Per contro, una volta effettuato il rimborso immediato, la banca può chiedere al cliente di sopportare le perdite se quest’ultimo, deliberatamente o per negligenza grave, è inadempiente ai propri obblighi in qualità di utente di servizi di pagamento…
Una cliente di una banca polacca è stata vittima di una frode mediante phishing: un terzo ha finto di essere un acquirente su una piattaforma di vendita e le ha trasmesso un link fraudolento che imitava la pagina Internet della sua banca. Tratta in inganno, la cliente ha inserito le proprie credenziali, il che ha consentito all’autore della frode di recuperarle ed effettuare un pagamento non autorizzato dal suo conto bancario.
Il giorno successivo, la cliente ha segnalato l’operazione fraudolenta alla sua banca. Quest’ultima ha tuttavia rifiutato di rimborsare l’importo dell’operazione non autorizzata, ritenendo che la cliente avesse commesso una negligenza grave nel divulgare i suoi dati bancari.
A seguito di tale rifiuto, la cliente ha agito in giudizio. Il giudice nazionale si è rivolto alla Corte di giustizia per chiedere se, alla luce del diritto dell’Unione2, la banca, in qualità di prestatore di servizi di pagamento, sia obbligata a rimborsare immediatamente un’operazione non autorizzata, anche se ritiene che il cliente abbia commesso una negligenza grave, o se possa rifiutare il rimborso per tale motivo.
Nelle sue conclusioni, l’avvocato generale Athanasios Rantos considera che il diritto dell’Unione3 obbliga la banca, in un primo tempo, a rimborsare immediatamente l’importo dell’operazione non autorizzata, a meno che non abbia ragionevoli motivi per sospettare una frode, che deve comunicare per iscritto all’autorità nazionale competente. Non è stata prevista alcuna altra eccezione a tale principio4 di rimborso immediato e il legislatore dell’Unione non ha lasciato alcun margine di manovra agli Stati membri a tale riguardo.

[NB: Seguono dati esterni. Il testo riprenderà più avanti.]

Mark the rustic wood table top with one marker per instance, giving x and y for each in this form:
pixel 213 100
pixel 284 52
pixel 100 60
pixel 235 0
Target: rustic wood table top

Per contro, tale rimborso non è definitivo. In un secondo tempo, se la banca accerta che il cliente è inadempiente, deliberatamente o per negligenza grave, a uno degli obblighi in relazione, in particolare, alle credenziali di sicurezza personalizzate5, può chiedergli di sopportare le perdite corrispondenti. Se il cliente si rifiuta di rimborsare l’importo dell’operazione non autorizzata, spetta alla banca avviare un’azione giudiziaria nei suoi confronti per ottenere il pagamento.
Secondo l’avvocato generale, un siffatto approccio è giustificato sia dal tenore della normativa europea in materia e dal contesto in cui si inseriscono le disposizioni pertinenti individuate dal giudice nazionale, sia dalla necessità di garantire un livello elevato di protezione dei consumatori che utilizzano servizi di pagamento, il quale costituisce uno degli obiettivi perseguiti da tale normativa.